No, nope, not today, we’re not going to do that, honey please, come on….AAARGH! I get it OCD! You don’t like to try new things, you don’t like to travel and you don’t care what I think.
I was nervous to go to Canada with Wesley again. When he was just a little over two years old we had attempted a trip that tripped every single OCD trigger imaginable. He was so angry on the plane ride there that he hit me for the first time, upset that dad didn’t come with us. When we arrived at our hotel, he immediately wanted to leave. The next morning, flailing around he ended up spilling an entire coffee on me before a business meeting and I wasn’t sure whether to laugh or cry.
It’s a miracle I didn’t have to be committed on that trip. Just two days into it I woke up to his tiny little face hovering directly over mine asking me assertively if he could go home. I responded by buying any toy with wheels I could find in my small hometown to no avail. Finally, around five days later we left Canada in grand fashion. After fighting to hold my passports out of his reach and corral the luggage we finally made it to security. I asked as politely as possible if he could just keep his blanky in his hand and was met with a firm NO… and another fit. Somewhere in that crazy I also accidentally bonked his head with the security bin. Of course, that propelled the temper tantrum that followed.
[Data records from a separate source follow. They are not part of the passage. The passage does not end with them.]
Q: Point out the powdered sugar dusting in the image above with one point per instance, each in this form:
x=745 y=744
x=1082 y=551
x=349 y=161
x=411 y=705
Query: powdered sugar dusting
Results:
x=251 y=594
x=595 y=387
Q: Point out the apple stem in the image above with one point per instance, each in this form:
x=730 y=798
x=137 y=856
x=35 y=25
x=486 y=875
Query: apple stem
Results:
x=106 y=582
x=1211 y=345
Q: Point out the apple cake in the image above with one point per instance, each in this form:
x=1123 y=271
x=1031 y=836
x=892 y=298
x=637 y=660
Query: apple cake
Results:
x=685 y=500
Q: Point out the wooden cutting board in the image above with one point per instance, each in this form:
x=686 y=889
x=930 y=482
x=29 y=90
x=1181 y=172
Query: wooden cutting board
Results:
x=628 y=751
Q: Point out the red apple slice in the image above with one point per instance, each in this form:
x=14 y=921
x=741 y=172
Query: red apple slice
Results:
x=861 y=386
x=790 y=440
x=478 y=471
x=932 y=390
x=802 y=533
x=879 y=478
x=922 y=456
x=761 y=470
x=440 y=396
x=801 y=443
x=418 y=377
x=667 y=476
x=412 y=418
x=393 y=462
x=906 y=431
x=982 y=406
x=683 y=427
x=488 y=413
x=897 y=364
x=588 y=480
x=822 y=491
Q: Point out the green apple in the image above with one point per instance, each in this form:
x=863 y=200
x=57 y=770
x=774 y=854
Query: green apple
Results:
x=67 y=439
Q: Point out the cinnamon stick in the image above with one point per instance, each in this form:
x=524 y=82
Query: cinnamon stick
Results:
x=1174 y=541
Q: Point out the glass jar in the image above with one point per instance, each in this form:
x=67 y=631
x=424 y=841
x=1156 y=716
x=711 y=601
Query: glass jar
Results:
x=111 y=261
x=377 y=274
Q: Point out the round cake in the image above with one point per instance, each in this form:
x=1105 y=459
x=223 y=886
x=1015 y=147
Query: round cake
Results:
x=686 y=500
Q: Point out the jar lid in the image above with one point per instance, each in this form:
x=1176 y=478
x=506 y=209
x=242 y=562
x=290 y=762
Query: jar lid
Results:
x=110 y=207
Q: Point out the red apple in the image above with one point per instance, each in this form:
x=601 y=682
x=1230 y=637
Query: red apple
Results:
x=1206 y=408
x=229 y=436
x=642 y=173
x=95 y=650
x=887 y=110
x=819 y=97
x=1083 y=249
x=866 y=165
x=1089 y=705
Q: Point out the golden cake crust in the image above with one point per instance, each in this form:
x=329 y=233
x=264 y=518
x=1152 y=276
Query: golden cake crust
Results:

Having to get from gave 1 to, you guessed it, gate #88 I ended up having to strap him into the umbrella stroller which prompted an epic scene where he arched his back against the stroller as if he was hulking out and screamed at the top of his lungs the entire way to the gate.
Travel is traumatic for Just Right OCD. Travel is all about experiencing new things. Schedules are unpredictable. New people are involved. New physical environments. And all that new stuff royally peeves off OCD as the OCD Flea fights back about every single little thing to attempt to regain control. It ends up coming out as a kid that seems irritable, impossible to please, disagreeable, not prone to listening and generally spoiled.
I wish it were that simple, that he was just spoiled and by just being more strict it would be better. Instead I know that the OCD Flea is the most amazingly sneaky and tricky thing in our lives. He makes Wes ask reassurance questions repeatedly to make himself feel better. OCD Flea HAS to know the time, all the time. OCD Flea all of sudden also has to know how many months until his birthday and despite answering he would ask again and again and again the same questions. Wesley doesn’t know when OCD Flea may pop up so once we settled at one place he battled for the first couple days about going to my dad’s house to spend the time. He didn’t want to leave my aunt’s. He was anxious and irritable when we were out later with another aunt. She had handed him a bag of gifts and got a deadpan response with a long face and barely a smile. I felt beyond guilty for his reaction and wished I could explain it better.
It was as if OCD Flea was causing his brain to short circuit every few hours. He started constantly moving his head and shoulders repeatedly in the same way, a sort of tick-like motion I’d noticed only occasionally in the past. It looks like the collar on his shirt is bothering him. He started switching lights on and off throughout the house repeatedly and at one point lifted some small little metal pieces on each stair rail up and down repeatedly until I intervened. One night he could not sleep despite every attempt and effort finally crashing at midnight. It’s like he didn’t want to be in his own skin. And no amount of gifts, ice cream or time spent would do the trick. It’s exhausting.
I can’t say I conquered OCD Flea on this trip. I feel like OCD Flea schooled us. Yet, maybe not as much as the very first trip there. There were more happy moments than before. We were more equipped.
Last time I wasn’t even keeping my head above the quicksand. At least now we’re sinking a little less deeply into it.